The exhibit houses a Jew in a glass box with the words, “Are there still Jews in Germany” on the base, to answer different questions concerning Judaism and Jewish life in general.
But exactly how does this promote respect? At all?
Can you imagine if I lived in a predominantly “white” city and an African-American museum was built and they put an African-American man in a glass box for me to ask questions of concerning his race, or what food he eats, or what his habits are? Outrage would ensue.
It led me, however, to ask a few additional questions.
Is the Holocaust taught in German schools?
I came across a PBS interview from 2005 with a German educator, Lars Rensmann, who teaches political science at the University of Munich and at the Moses Mendelssohn Center for European-Jewish Studies, University of Potsdam.
First of all, yes, I know…PBS. But I found his comments incredibly interesting.
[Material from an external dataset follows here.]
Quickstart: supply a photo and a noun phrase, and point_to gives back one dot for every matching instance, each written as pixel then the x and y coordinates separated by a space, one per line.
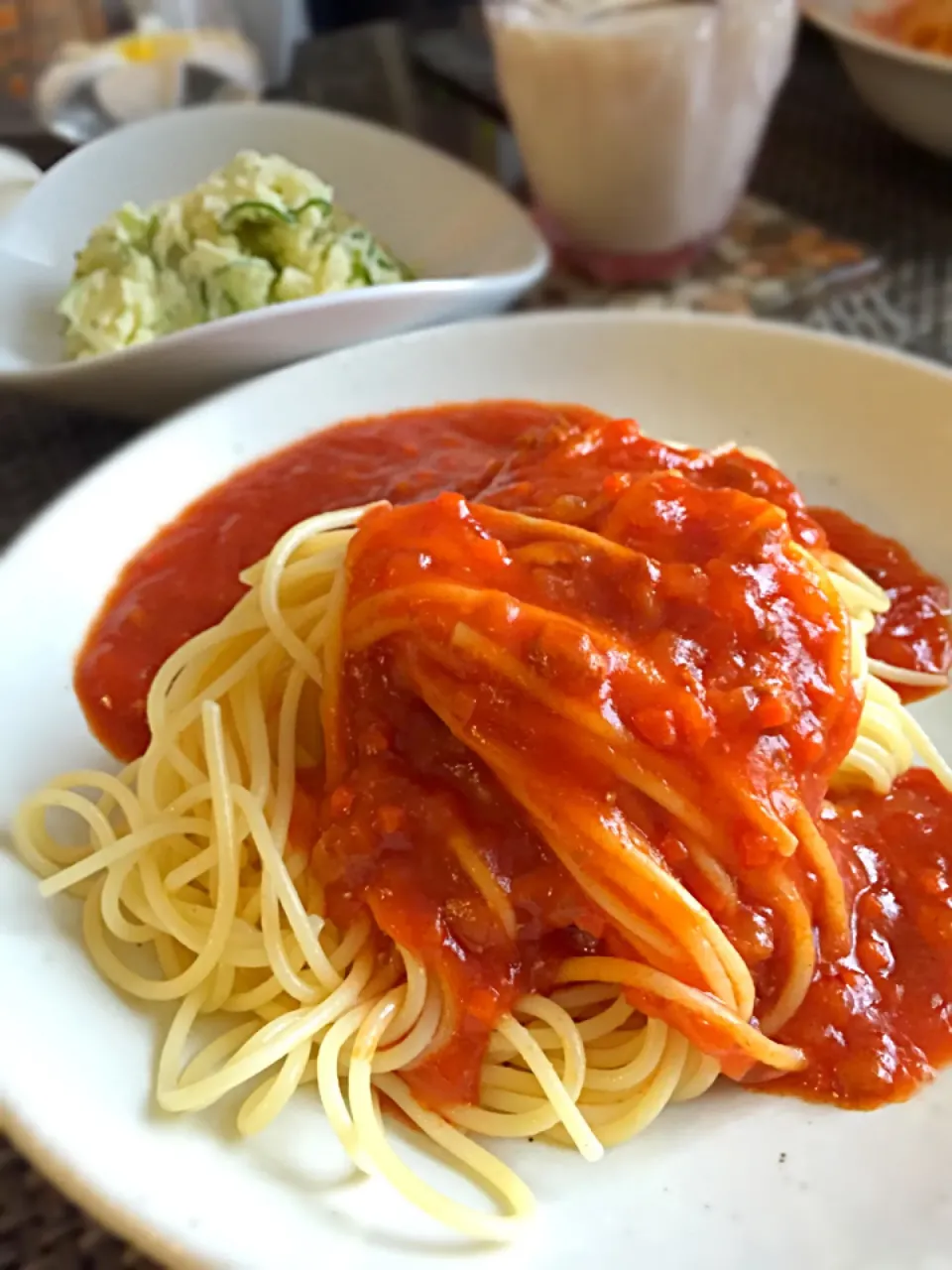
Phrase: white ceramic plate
pixel 472 246
pixel 733 1182
pixel 909 90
“You do have in Germany a history curriculum which is more limited compared to, let’s say, the United States,” Rensmann said, “You have only two regular hours of history classes a week. And generally, the Holocaust is only briefly a subject, at least until 10th grade — that would be 16 years old. And only a third of the students continue to the 11th, 12th and 13th grades which is equivalent to getting an American high school diploma. In the German system, two-thirds of students actually stop after 10th grade. So, when you just only look at the curriculum, there’s not so much time for actually teaching the Holocaust.”
And as he explained the limited teaching of the Holocaust he said something that left my jaw on the floor.
Rensmann said, “Something which is very common among young Germans is to say, ‘I don’t want to hear about the Holocaust. The Americans did the same thing with the Indians, and the Israelis do the same with the Palestinians.’ This kind of generalization pretends to be sensitive to prejudice in general and pretends to be universalistic because it seems to criticize prejudice all over the world. But in fact, it is a delegation of guilt onto others in order to avoid confronting one’s own collective history.”
I don’t enjoy talking about our history with the American Indian necessarily, but I know that won’t happen again. But any type of Holocaust denial or down play continues this noticeably downward spiral once again toward antisemitism.
And I don’t see how sticking a “Jew in a box” solves any of this.
Like George Santayana once said, “Those who cannot remember the past are condemned to repeat it.”
But it seems to me that those who CAN remember the past are choosing to repeat it anyway.